Personal Finance - The Business Of You

Board of Directors
Board of Directors

Think of all the challenges you must manage in life; money, finance, investing, legal compliance, personal development, organization, bookkeeping etc… It is almost as if you are running your own small business. Are you? In a way your life is not much different. You must generate revenue (income), you must manage your expenses and hopefully at the end of the year you are left with a profit (savings). Don’t do it correctly and eventually you are out of business!

Can we learn from business, how they operate, strategies they employ to improve our chances of success and profitability?

What is the objective of a company?

The most common answer is “to make money”, but most would be wrong. Once all expenses, fixed and variable, have been subtracted from a company’s total revenue they are left with a loss or a profit. If you invested $100,000 in friends company but it was only left with $1000 in profit at the end of a year you would not be happy. You would be better off putting that money in a high-yield savings account; with no effort you would make greater returns. Making money is not enough, a company needs to make sufficient profits to justify the risk and effort expended.  

Let’s assume you invested $100,000 in a company and were provided a $10,000 return on your investment, this would certainly be better than the returns of a savings account and may be better than the returns of a basket of stocks. Over the next 5 years if the annual return never increased you would likely become discouraged. As an investor you not only want returns, you also want growth. Ideally as time progresses a company should grow in revenues, profits and in total value. A $10,000 annual return on top of an appreciating asset is something to be pleased about.

The objective of a company is to generate a profit and grow.

Why should you look at your personal life any differently? You too have a source(s) of revenue, be it a salary from a job or income from a rental. Like a business you have expenses both fixed and variable. Ideally you too want more revenues, more profits and ultimately your value or net worth to grow.

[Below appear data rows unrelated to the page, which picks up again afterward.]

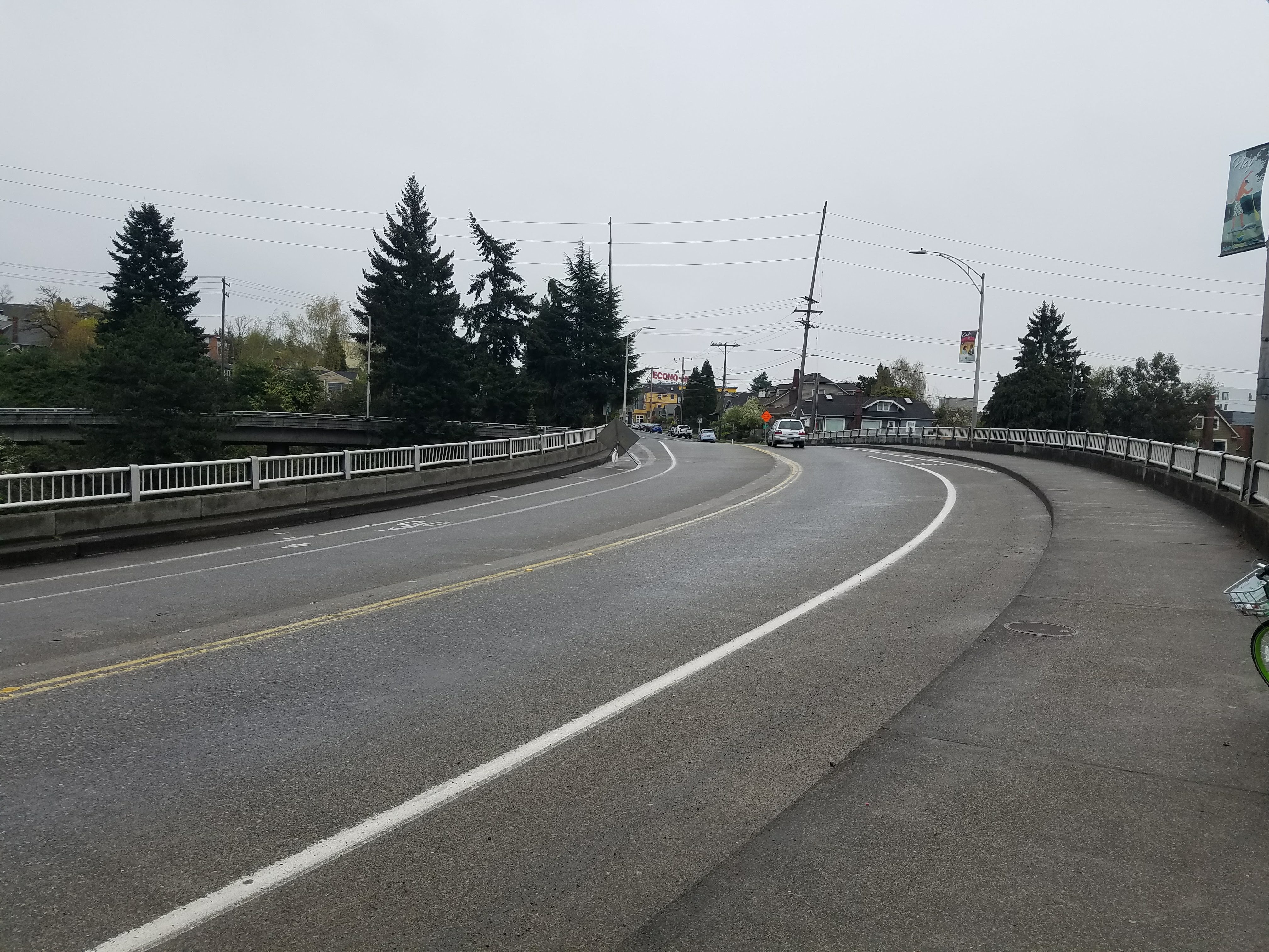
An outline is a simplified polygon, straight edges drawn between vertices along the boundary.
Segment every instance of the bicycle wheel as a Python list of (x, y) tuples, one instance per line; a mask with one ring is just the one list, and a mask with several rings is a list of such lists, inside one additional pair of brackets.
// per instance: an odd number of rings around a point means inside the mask
[(1265, 622), (1256, 633), (1251, 636), (1251, 660), (1256, 663), (1256, 670), (1269, 684), (1269, 622)]

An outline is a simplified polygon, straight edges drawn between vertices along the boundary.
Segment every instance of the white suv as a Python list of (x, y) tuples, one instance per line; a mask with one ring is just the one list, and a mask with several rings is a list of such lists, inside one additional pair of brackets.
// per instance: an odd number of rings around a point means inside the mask
[(778, 447), (780, 443), (789, 443), (798, 449), (806, 446), (806, 428), (801, 420), (777, 420), (772, 432), (766, 434), (766, 446)]

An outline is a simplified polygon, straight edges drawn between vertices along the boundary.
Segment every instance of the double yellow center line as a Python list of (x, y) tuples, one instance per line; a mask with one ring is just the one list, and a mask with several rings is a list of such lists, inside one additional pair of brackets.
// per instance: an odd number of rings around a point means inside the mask
[(593, 548), (586, 548), (580, 552), (572, 552), (571, 555), (557, 556), (556, 559), (546, 559), (541, 562), (533, 562), (532, 565), (519, 566), (516, 569), (508, 569), (505, 571), (494, 572), (492, 575), (482, 575), (478, 579), (468, 579), (467, 581), (454, 581), (449, 585), (438, 585), (433, 589), (425, 589), (423, 592), (412, 592), (407, 595), (397, 595), (396, 598), (386, 598), (382, 602), (372, 602), (369, 604), (358, 605), (357, 608), (346, 608), (343, 612), (331, 612), (330, 614), (320, 614), (315, 618), (305, 618), (298, 622), (291, 622), (288, 625), (279, 625), (274, 628), (261, 628), (260, 631), (247, 632), (246, 635), (235, 635), (228, 638), (220, 638), (218, 641), (207, 641), (202, 645), (190, 645), (189, 647), (178, 649), (175, 651), (162, 651), (156, 655), (146, 655), (145, 658), (137, 658), (131, 661), (119, 661), (118, 664), (108, 664), (102, 668), (93, 668), (86, 671), (74, 671), (71, 674), (62, 674), (57, 678), (48, 678), (46, 680), (30, 682), (29, 684), (16, 684), (8, 688), (0, 688), (0, 701), (15, 701), (16, 698), (30, 697), (33, 694), (43, 694), (48, 691), (57, 691), (58, 688), (69, 688), (74, 684), (85, 684), (93, 680), (102, 680), (104, 678), (114, 678), (119, 674), (129, 674), (132, 671), (140, 671), (146, 668), (155, 668), (161, 664), (168, 664), (170, 661), (179, 661), (185, 658), (198, 658), (201, 655), (211, 655), (217, 651), (225, 651), (231, 647), (240, 647), (242, 645), (253, 645), (258, 641), (268, 641), (269, 638), (277, 638), (283, 635), (291, 635), (297, 631), (305, 631), (307, 628), (315, 628), (320, 625), (335, 625), (338, 622), (344, 622), (350, 618), (360, 618), (365, 614), (373, 614), (376, 612), (385, 612), (390, 608), (398, 608), (400, 605), (411, 604), (414, 602), (425, 602), (433, 598), (440, 598), (442, 595), (448, 595), (454, 592), (463, 592), (470, 588), (476, 588), (477, 585), (487, 585), (492, 581), (500, 581), (503, 579), (513, 579), (518, 575), (524, 575), (525, 572), (537, 571), (539, 569), (548, 569), (556, 565), (563, 565), (565, 562), (575, 562), (579, 559), (589, 559), (590, 556), (599, 555), (600, 552), (608, 552), (614, 548), (621, 548), (622, 546), (629, 546), (634, 542), (642, 542), (643, 539), (655, 538), (657, 536), (665, 536), (670, 532), (678, 532), (679, 529), (685, 529), (689, 526), (695, 526), (698, 523), (706, 522), (707, 519), (714, 519), (726, 513), (733, 512), (742, 506), (753, 505), (754, 503), (761, 501), (769, 496), (775, 495), (791, 482), (793, 482), (798, 476), (802, 475), (801, 465), (788, 459), (783, 456), (777, 456), (766, 449), (760, 449), (759, 447), (749, 447), (760, 453), (766, 453), (768, 456), (779, 459), (784, 463), (789, 472), (780, 480), (777, 485), (768, 490), (759, 493), (755, 496), (744, 499), (740, 503), (733, 503), (728, 506), (723, 506), (713, 513), (706, 513), (704, 515), (698, 515), (693, 519), (687, 519), (674, 526), (666, 526), (661, 529), (654, 529), (651, 532), (643, 532), (638, 536), (629, 536), (627, 538), (617, 539), (614, 542), (605, 542), (602, 546), (595, 546)]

The “business of you” does differ in a number of significant ways from a business; laws, regulations, and tax benefits name a few. Conceptually however there are many theories, and techniques that can be adapted from a business environment for use in your personal pursuit of financial comfort and wealth.

Any well run business has a CEO or Chief Executive Officer. This person is responsible for setting the direction of the company, developing the strategic plan. There may also be a COO or Chief Operating Officer. This is the person that implements the strategy and oversees the executive management staff. Someone will take the role of a CFO or Chief Financial Officer to watch over the money, make sure that capital is utilized efficiently and oversee the expenses. Under these positions titles begin to vary widely. Be it president, vice president, or executive director as examples; you will have a broad range of responsibilities from Human Resources to attract, retain and develop staff to Regulatory Compliance to make sure the organization works within the law. You may also have marketing, production, sales or other positions. In a small company one person may have to take on the challenge of two or more of these roles. In a sole proprietorship, one person may be responsible for all.

In your personal life, you are a sole proprietor or at most have a partnership with your spouse. Between the two of you or alone you must ensure you live and work within the law because not doing so can be costly. You should work to develop your staff (yourself) to increase productivity or expand your capability making your “business” (you) more valuable. Depending on your job you may need to engage in the role of marketing, production or sales management. Certainly you must take responsibility for the role of Chief Financial Officer. By now you should realize that nobody will care about your finances more than you. In life, you are your own CEO setting plan or stategy with specific goals to achieve. You are your own COO responsible for impmentation of these plans working to ensure you achieve your potential.

Any good company recognizes to be successful they must continuously work to improve their performance in all these areas. They develop their staff and study changes in their field and in their markets. They look into the future trying to maintain a competitive advantage.

As an individual, whether you are financial advisor or fire fighter you should be, in part, looking at your life from the perspective running a business. At the end of the year you should have a profit (savings). The amount that you save should represent a comfortable return based on the investment of time, effort, energy and risk you put into your career. Like a business if the return is not what it should be you must reevaluate your strategy, execution, revenue streams and expenses and make the necessary adjustments to achieve the desired results.